After Voltaire, the British playwright Mou Fei also adapted "The Orphan of Zhao", which was also named "Orphan of China". For a time, the two "Orphans of China", which dominated the screen in Europe and the west, were all the rage, and also made Chinese drama write a brilliant page in Europe, and laid the groundwork for the "Muzhonghua" of European drama after it.

Voltaire is a fan of Yuanqu, and Schiller has admired China all his life! How bullish is China's Yuanqu?

In 1802, the German drama master Schiller's Turandot, the Princess of China, was performed in Weimar.

Even hundreds of years later, the show is still enduring, and even a while ago, it was put on the screen by Chinese.

It should be noted that Turandot did not take Chinese scripts, but wrote them entirely on the basis of European imaginations about China. For Europeans at this time, China was like an ideal country, and Chinese culture was called "the most benign civilization." ”

However, Turandot's imaginary Chinese story is very unChinese. In simple terms, the Chinese princess Turandot came up with three riddles, the guesser could propose to the princess, and the wrong guess was killed, and finally, the Tatar prince Karaf answered the riddle and finally impressed the princess.

In fact, according to scholars' research, this story is based on the "One Thousand and One Nights" in the Arab world, schiller is obviously zhang guan Li wear, and it can be seen from the side that Schiller has a lot of respect for Chinese culture!

Schiller created Turandot with the fundamental purpose of using Chinese wisdom to enlighten European thought. The mysteries of "Turandot's Three Mysteries" are: the eye, the plough, and the rainbow.

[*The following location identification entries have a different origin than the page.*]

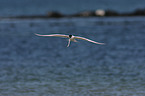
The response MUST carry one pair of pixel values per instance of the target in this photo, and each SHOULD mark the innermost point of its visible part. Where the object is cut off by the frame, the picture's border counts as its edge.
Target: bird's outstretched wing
(54, 35)
(82, 38)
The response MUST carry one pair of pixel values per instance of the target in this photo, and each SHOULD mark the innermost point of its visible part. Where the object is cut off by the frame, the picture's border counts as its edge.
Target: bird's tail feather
(68, 43)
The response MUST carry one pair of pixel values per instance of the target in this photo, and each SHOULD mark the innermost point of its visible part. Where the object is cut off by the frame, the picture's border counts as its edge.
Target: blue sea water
(42, 66)
(37, 7)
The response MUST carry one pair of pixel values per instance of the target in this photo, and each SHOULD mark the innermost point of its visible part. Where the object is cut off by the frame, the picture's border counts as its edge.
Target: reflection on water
(31, 65)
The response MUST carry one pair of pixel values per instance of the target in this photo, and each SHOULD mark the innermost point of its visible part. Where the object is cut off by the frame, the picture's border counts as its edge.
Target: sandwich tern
(70, 38)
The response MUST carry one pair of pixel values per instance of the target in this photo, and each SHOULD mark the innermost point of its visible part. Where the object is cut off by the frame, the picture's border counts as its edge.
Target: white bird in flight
(70, 38)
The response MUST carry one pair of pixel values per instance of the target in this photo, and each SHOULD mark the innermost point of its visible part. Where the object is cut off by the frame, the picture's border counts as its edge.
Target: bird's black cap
(70, 36)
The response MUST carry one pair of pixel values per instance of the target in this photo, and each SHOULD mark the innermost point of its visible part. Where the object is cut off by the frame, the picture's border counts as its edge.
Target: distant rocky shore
(96, 13)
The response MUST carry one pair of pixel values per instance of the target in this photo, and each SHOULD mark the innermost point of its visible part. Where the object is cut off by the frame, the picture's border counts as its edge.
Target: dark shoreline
(96, 13)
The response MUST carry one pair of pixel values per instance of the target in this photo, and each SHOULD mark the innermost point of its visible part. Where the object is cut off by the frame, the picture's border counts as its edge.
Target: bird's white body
(70, 38)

Among them, the "plough" was given the symbolic meaning of Chinese civilization by Schiller.

The European Enlightenment, represented by Quesnay, highly admired China's political system and agricultural production, believing that agriculture was the foundation of the national economy, and that "if Europe wants a better civilization, it must take up the plough like a Chinese."

As we all know, ancient emperors, at the beginning of the new year, personally helped the plough to plough, in the 18th century in Europe, the European kings even had a model - in 1756, the French king Louis XV imitated the Chinese emperor and led the team to cultivate the fields.

It can also be seen that Yuanqu and even Chinese culture have a great influence on the West.

Voltaire is a fan of Yuanqu, and Schiller has admired China all his life! How bullish is China's Yuanqu?

In the past few thousand years, China has been the leader of the world most of the time, but after modern times, Western cultural centrism is rampant, and Europeans who once admired China have also dressed up history, and this history of European star-chasing China has been buried in the old paper pile.